ANCHORAGE - An effort to transfer the state trails board from the Department of Transportation to another agency could largely gut the panel, according to the board's chairman.
"The immediate effect will be a re-emphasis on building roads and a de-emphasis on alternate transportation like bicycles and pedestrians," said Ron Crenshaw, chair of TRAAK, the Trails and Recreational Access for Alaskans board.
State officials, however, said they are just reorganizing in response to the Legislature's decision to yank money from the trail program.
Then-Gov. Tony Knowles created the board in 1996. Part of its job is to make recommendations to DOT officials on how to improve projects. Crenshaw said the board has been involved with projects such as highway turnouts and bike trails.
But transportation department officials told board members at a meeting last spring that the board has "lost traction" in the Gov. Frank Murkowski era, according to a tape of the meeting. Jeff Ottness, chairman of statewide planning for department, also said that some transportation engineers see the board as a nuisance.
Then, last month, the transportation department said it wanted to put the trails board under the control of the Department of Natural Resources. The governor will make the final decision.

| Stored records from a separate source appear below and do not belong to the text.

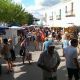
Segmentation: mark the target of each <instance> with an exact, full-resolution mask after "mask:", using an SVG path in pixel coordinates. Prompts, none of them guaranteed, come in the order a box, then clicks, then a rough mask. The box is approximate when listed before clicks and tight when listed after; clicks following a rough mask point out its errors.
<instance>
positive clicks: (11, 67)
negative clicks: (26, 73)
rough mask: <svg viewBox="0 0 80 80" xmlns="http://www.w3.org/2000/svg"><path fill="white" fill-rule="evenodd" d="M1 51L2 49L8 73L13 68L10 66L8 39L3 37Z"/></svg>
mask: <svg viewBox="0 0 80 80" xmlns="http://www.w3.org/2000/svg"><path fill="white" fill-rule="evenodd" d="M3 43H4V45H3V51H4V59H5V60H6V63H7V64H8V65H7V69H8V73H9V72H12V70H13V68H12V61H11V53H10V49H9V44H8V39H6V38H5V39H3Z"/></svg>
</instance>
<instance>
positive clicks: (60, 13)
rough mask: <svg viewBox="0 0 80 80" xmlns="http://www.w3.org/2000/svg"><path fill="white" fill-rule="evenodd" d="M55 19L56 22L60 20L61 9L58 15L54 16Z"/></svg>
mask: <svg viewBox="0 0 80 80" xmlns="http://www.w3.org/2000/svg"><path fill="white" fill-rule="evenodd" d="M56 19H57V20H61V9H60V10H59V14H58V15H56Z"/></svg>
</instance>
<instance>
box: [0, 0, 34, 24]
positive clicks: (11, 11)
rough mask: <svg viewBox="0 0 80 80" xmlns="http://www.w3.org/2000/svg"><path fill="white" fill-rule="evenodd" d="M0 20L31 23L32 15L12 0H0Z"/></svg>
mask: <svg viewBox="0 0 80 80" xmlns="http://www.w3.org/2000/svg"><path fill="white" fill-rule="evenodd" d="M0 22H6V23H9V24H11V23H18V24H19V25H23V24H32V23H33V16H32V15H31V14H29V13H28V12H25V9H23V8H22V5H19V4H16V3H13V2H12V0H0Z"/></svg>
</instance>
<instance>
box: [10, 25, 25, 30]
mask: <svg viewBox="0 0 80 80" xmlns="http://www.w3.org/2000/svg"><path fill="white" fill-rule="evenodd" d="M9 28H10V29H17V30H20V29H25V28H23V27H19V26H11V27H9Z"/></svg>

Such a change, according to Crenshaw, would thwart the reasons the trail board was created in the first place.
"The purpose of the TRAAK board was to help DOT understand that transportation is not just cars," Crenshaw told the Anchorage Daily News.
But Walt Sheridan, special assistant to the DOT commissioner, said he expects the board still will make recommendations to his department.
"I don't see any major change here other than organization," he said.
Sheridan said it makes sense to move the board out from under the transportation department.
"Our (trail) program will be so much smaller than it has been in the past," he said.
The Legislature passed a bill this spring requiring transportation officials to spend more federal dollars on roads and less on trails, waysides and other transportation enhancements. Also, trail funding in urban Anchorage and Fairbanks goes through groups other than TRAAK, he said.
The Department of Natural Resources is a better place for the board because it has a federal requirement to have such an advisory group, Sheridan said. And much of the TRAAK board's job is to oversee trail grant programs that are in the natural resources department and not DOT, he said.